When Thomas wakes up, his mind cannot accept his actions. So, it tricks Thomas into believing that the woman in the music video is his sister, Laura. This way, Thomas can always find a way to blame all his actions and crimes on somebody else. In his visions, Laura is kissing and hurting the girl. Thomas also imagines Laura being jealous of Dylan and giving him the idea of killing the dog.
If we delve deeper into Thomas’ psyche, it is likely that his mind separates all the disturbing parts and instills them into another person. In this case, it is Laura because Thomas holds Laura responsible for everything that happens to him convolutedly. According to Thomas, if Laura were still alive, his parents would love him, and he would be a perfectly normal child. Thus, Thomas considers Laura the root cause of all problems and imagines it in a literal sense.
However, cognitive dissonance occurs as Thomas starts to regain his memory. Thomas’ brain cannot handle two conflicting scenarios. On the one hand, his imaginary narrative progresses; on the other hand, the visions of a car chasing Laura and the cracked wallpaper in Laura’s room make Thomas realize what’s real. For instance, Thomas when Thomas tries to see what’s behind the cracked wallpaper, he finds Laura standing there. The vision symbolizes that Laura is in the empty room even after her death. When one of the patients, Bastien, mentions how his family died in a car crash, Thomas feels unsettled because Laura died similarly.

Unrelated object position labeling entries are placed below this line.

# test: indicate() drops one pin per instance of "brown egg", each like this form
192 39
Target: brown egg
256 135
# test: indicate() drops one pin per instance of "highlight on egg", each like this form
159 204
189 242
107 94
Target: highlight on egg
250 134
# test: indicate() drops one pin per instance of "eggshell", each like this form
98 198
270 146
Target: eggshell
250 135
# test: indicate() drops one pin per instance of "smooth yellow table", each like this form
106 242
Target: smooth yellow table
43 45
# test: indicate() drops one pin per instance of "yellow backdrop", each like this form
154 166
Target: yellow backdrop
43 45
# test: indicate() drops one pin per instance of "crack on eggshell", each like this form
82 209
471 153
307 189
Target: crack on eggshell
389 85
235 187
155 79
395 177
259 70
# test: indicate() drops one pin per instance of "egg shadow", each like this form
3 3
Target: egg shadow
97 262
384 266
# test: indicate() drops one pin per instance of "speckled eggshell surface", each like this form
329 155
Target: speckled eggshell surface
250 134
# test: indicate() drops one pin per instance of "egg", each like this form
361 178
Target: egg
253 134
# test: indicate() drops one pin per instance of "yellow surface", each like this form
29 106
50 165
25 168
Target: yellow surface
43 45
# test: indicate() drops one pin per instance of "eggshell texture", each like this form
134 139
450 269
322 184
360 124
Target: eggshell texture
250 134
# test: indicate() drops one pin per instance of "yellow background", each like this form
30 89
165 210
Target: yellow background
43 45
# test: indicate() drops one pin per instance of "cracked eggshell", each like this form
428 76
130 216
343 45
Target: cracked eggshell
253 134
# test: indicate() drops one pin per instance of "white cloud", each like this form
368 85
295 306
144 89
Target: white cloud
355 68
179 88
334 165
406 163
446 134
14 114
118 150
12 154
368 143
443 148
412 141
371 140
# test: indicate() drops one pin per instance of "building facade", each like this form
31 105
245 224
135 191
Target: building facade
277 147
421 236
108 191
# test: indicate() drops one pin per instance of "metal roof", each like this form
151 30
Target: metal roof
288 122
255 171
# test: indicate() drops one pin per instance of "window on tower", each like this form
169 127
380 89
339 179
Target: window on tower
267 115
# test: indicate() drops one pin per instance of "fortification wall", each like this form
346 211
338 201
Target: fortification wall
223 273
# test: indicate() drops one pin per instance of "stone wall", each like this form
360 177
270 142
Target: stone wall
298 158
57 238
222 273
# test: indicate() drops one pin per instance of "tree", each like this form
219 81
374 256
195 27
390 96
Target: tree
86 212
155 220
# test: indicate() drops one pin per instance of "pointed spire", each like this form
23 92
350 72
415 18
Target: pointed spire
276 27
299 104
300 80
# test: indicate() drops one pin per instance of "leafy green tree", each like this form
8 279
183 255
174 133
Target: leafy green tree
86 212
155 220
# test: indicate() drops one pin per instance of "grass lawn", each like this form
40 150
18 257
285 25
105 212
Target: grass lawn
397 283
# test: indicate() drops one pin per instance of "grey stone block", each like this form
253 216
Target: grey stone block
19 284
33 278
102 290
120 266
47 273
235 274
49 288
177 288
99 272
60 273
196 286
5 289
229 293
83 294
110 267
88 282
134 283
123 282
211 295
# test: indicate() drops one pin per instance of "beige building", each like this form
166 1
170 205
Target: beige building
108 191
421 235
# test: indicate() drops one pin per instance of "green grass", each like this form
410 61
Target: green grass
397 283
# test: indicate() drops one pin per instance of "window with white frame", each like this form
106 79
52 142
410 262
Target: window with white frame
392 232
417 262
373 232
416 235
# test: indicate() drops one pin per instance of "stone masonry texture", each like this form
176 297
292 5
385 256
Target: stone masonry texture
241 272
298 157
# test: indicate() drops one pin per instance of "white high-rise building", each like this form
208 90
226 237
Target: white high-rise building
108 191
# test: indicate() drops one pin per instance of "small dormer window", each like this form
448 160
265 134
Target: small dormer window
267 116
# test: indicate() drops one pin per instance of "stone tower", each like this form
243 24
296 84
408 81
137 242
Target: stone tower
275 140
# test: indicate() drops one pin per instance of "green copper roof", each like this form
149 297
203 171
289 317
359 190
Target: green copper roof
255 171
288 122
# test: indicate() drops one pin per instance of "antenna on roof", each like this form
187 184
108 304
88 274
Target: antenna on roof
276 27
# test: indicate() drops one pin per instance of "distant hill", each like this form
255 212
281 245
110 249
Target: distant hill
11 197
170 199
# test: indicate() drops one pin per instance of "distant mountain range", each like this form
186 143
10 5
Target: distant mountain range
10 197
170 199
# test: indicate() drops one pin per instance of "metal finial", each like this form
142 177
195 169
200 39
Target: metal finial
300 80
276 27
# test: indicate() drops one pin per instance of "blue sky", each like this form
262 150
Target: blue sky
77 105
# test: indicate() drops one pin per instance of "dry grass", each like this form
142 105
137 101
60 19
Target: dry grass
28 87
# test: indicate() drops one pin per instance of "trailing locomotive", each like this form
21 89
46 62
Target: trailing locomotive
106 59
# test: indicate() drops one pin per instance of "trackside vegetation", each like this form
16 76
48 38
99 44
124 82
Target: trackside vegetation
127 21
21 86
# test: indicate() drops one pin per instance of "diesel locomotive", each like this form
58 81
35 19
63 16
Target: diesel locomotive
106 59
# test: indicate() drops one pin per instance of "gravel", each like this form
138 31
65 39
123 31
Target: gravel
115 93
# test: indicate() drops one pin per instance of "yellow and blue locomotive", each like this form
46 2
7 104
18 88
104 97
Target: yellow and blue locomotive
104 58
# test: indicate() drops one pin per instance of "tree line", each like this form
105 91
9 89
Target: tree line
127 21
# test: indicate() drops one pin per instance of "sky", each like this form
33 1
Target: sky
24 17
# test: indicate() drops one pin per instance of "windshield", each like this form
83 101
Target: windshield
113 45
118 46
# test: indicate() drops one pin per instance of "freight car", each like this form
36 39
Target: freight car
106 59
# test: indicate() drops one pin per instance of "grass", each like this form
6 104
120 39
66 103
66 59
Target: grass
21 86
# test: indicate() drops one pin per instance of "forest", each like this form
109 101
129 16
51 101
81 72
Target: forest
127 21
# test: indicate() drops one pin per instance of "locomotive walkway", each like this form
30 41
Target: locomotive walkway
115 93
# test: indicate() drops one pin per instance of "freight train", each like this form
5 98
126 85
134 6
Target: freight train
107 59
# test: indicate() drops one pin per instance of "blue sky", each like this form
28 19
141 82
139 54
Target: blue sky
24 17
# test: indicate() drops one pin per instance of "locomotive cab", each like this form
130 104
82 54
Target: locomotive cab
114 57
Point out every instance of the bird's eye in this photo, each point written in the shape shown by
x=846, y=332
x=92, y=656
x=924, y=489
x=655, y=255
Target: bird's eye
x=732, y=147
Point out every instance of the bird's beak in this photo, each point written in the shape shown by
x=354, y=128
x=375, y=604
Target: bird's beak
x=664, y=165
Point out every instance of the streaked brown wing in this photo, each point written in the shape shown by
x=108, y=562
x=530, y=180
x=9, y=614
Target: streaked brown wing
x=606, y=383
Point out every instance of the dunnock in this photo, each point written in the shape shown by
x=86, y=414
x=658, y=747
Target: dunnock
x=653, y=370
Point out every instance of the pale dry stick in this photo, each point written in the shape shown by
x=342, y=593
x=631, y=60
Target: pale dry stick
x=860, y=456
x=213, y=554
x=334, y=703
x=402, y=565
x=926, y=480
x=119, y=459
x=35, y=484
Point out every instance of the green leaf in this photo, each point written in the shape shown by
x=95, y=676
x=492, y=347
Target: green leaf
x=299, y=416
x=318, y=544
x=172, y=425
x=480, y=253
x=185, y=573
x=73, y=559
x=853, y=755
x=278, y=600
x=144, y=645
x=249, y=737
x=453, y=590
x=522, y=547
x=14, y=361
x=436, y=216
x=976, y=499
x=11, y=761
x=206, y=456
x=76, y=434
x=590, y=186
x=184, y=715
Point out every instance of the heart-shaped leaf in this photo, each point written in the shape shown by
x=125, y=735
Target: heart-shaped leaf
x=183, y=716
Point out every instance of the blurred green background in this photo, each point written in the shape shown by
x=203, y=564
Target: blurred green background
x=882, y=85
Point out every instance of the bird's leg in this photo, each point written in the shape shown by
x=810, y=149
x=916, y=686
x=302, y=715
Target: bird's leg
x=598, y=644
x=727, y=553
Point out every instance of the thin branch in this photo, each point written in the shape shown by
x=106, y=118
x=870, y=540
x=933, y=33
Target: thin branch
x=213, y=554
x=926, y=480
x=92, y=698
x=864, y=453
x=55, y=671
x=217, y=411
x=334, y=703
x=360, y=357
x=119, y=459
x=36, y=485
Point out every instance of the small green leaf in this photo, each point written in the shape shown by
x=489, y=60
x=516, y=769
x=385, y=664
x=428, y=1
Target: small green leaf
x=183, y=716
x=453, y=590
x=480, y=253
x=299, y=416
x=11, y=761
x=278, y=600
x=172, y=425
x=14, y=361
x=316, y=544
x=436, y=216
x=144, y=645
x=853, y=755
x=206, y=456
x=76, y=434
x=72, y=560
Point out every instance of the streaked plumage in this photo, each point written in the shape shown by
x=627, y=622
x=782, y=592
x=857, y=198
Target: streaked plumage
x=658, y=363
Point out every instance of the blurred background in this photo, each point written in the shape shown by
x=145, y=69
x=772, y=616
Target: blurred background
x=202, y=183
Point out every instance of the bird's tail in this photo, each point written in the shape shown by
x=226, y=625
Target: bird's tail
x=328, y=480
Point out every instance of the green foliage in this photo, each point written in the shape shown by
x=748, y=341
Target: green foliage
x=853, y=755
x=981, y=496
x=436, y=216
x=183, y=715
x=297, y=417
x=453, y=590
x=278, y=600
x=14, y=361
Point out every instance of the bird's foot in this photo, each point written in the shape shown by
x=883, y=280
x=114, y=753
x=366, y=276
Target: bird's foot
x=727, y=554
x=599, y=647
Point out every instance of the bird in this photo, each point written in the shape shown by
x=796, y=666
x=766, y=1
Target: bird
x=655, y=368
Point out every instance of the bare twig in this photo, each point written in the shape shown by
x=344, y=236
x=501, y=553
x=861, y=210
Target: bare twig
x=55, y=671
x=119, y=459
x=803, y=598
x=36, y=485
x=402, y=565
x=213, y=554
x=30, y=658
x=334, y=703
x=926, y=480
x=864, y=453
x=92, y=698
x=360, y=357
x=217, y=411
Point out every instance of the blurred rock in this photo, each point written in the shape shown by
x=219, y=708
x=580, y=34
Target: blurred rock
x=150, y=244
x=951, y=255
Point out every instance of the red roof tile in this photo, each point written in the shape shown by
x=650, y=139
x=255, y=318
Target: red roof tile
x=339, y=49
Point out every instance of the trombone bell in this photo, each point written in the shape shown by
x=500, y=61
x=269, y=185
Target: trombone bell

In another instance, when Thomas and Betty drive with Dylan, the woman plays the same song Thomas hears when he stabs himself. Several such incidents show how Thomas deals with two sides of his mind. In the end, Anna mentions Laura’s death to Thomas and reveals how she died before he was born. At this moment, the boundary which separates Thomas’ visions and his actual memory breaks, and Thomas discovers the truth. Thomas remembers how his mother placed flowers on her sister’s grave when he was young. Thomas also replays all the visions without the woman and realizes that he’s the perpetrator, not his late sister. Thus, to reiterate, Laura is Thomas’ sister, but the woman he sees in his visions is not Laura.